Maddie melangkahkan kakinya keluar seraya menaiki lantai empat. Ia pun memasuki kamar Namjoon yang memperlihatkan kekasihnya sedang terbaring di kasur tanpa mengenakan baju. Kakinya melangkah untuk mendekat dan berbaring di samping pria itu sembari menyelundupkan kepalanya di bawah ketiak Namjoon serta memeluknya.

Namjoon menggeliat dan sudah melihat Maddie tersenyum bahagia di sampingnya. Dengan pergerakan cepat pria itu mengecup singkat bibir Maddie sembari menarik tubuh gadis itu agar semakin merapat dengannya. "Tidurlah, kau pasti lelah," ujar Namjoon setengah berbisik dan kembali mengecup bibir Maddie lagi.

Maddie menuruti saja apa kata Namjoon.

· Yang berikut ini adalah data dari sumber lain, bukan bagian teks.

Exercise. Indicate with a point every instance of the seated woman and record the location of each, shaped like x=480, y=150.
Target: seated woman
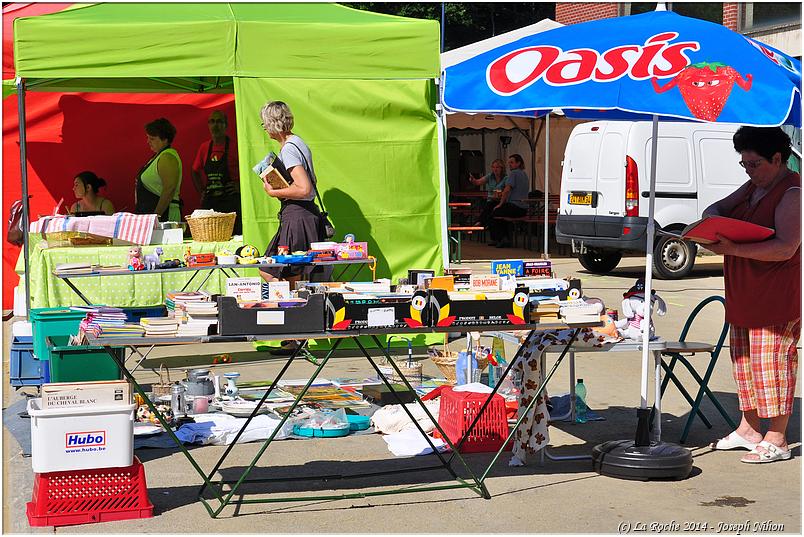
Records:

Tapi tubuhnya memang lelah dan kantuk pun sudah menyerang ke dua matanya saat setelah ia memutuskan berbaring. Ia memejamkan mata dan samar-samar kegelapan pun telah menyelimutinya.

Namjoon tersenyum hingga memunculkan lesung pipitnya setelah melihat kekasihnya tertidur degan nyenyak. Lagi dan lagi ia kembali mengecup bibir Maddie, lalu mempererat pelukannya dan ikut memejamkan mata hingga akhirnya ia pun menyusul Maddie.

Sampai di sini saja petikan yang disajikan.